Although activation of mitotic catastrophe by ATR/CHK1 inhibitors has gained attention as an important anticancer strategy, the underlying molecular mechanisms are not well understood (Ma et al., 2011; Pilié et al., 2019). Our studies serendipitously identified that AURKB-mediated phosphorylation of BIM functions downstream of ATR-CHK1 to govern the activation of BAX/BAK-dependent mitotic cell death. BIM appears to sit at the crossroads between the EGFR-RAS-RAF-MEK-ERK signaling pathway and the ATR-CHK1-AURKB DDCR to integrate environmental cues for cell death decision (Figure 6L). In osi-sensitive EGFR-mutant NSCLC, AURKB inhibition is insufficient to stabilize BIM due to continuous degradation of BIM through S69 phosphorylation (Figure 6L). In contrast, osi-resistant EMT cells become vulnerable to mitotic catastrophe upon inhibition of ATR-CHK1-AURKB due to the intrinsic activation of DDCR, reduced ERK signaling, and downregulation of pro-survival BCL-X_L. Although our studies clearly demonstrated a predominant role of AURKB in BIM S87 phosphorylation, AURKA can also phosphorylate BIM on S87 but with lower efficiency.
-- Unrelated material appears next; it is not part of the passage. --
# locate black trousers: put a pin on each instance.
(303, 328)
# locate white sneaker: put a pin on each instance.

AURKA appears to play a less important and possibly redundant role. Activation of AURKA was recently reported to drive the evolution of resistance to third-generation EGFR inhibitors in NSCLC (Shah et al., 2019); however, AURKB activation is more obvious than AURKA activation in our models. Activation of AURKB has been reported as a non-genetic resistance mechanism to both first- and third-generation TKIs and TKI-resistant cells become sensitized to AURKB inhibitors (Bertran-Alamillo et al., 2019).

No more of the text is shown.